When you are reviewing your classmates’ essays, you should use the 3-part “Writing Rubric” to shape your comments.  The rubric addresses the three writing standards of organization, evidence, and skill and provides benchmarks for the various levels of performance on each standard.  I also have a simple response form (you can copy and paste it into the end of the essay to which you are responding, if you wish).  When you respond to your classmates’ writing, it is not enough to say “Good organization.”  You must cite examples from the text (or mark up the text, so your comments at the end are a summary of what you have written in the body of the essay).  Here are some additional thoughts on the standards:

1)      Are the ideas well-organized?

a.       Direction mapped from the beginning

b.      Ideas following in logical sequence

c.       Evidence presented for & against each idea

d.      Conclusions follow from the positions taken earlier in the paper

2)      Is evidence offered in support (and counter-evidence against) the ideas being developed?

a.       Observations

b.      Quotations

c.       References to other work

3)      Is the paper clear/easy to read?

a.       Identifies and engages the “interested reader” (audience)

b.      Free of typos & spelling errors

c.       Appropriate grammar

 

I know it will be tempting to put minimal effort into responding to your classmates’ writing.  After all, it is uncomfortable to “rip” on a peer.  And you don’t really want them ripping on you—if your writing is at all authentic (if you are really grappling with a question that is important to you, rather than “phoning in” something safe—and boring and shallow and generic), you will be taking a risk and exposing your self, and it hurts when someone says it’s not good enough (Can you tell that I’ve been there, too?  I still am—it’s hard to submit my stuff to editors and get it back all marked up—or worse, to get it back with no mark-up and a polite “thank you for your submission but….”).  Don’t give in to the temptation!  There are a number of good reasons for working as hard at responding to your classmates as you work on your own essays. 

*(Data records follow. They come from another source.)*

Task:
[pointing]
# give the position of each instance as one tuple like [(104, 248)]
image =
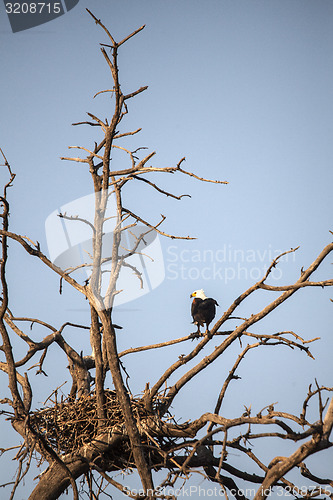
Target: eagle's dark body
[(203, 309)]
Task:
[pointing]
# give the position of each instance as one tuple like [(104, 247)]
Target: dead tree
[(93, 432)]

  • First, good writing comes from practice, but it also comes from reading critically.  But usually we read pieces that are polished until they shine—reading work in progress actually makes it easier to analyze what works and what doesn’t, and to learn thereby.  Puzzling out why something didn’t work in someone else’s writing will help you better craft your own writing.
  • Second, you are paying forward.  You want good feedback on your writing—however painful it is to receive it.  Writing is a process of taking what is inside your head and turning it outwards so others can see it and understand it.  No one completely anticipates what the audience needs for doing that.  We all have associations and shorthand that we use in our heads; an editor helps us figure out which of those need to be explained.  If you want to receive good feedback from your classmates, you owe good feedback to them.
  • Third, editorial feedback does not have to be a destructive process; it can be very constructive as you work together to give birth (well, the editor is only a midwife in the process, but you get the idea) to some expression that is good or true or beautiful.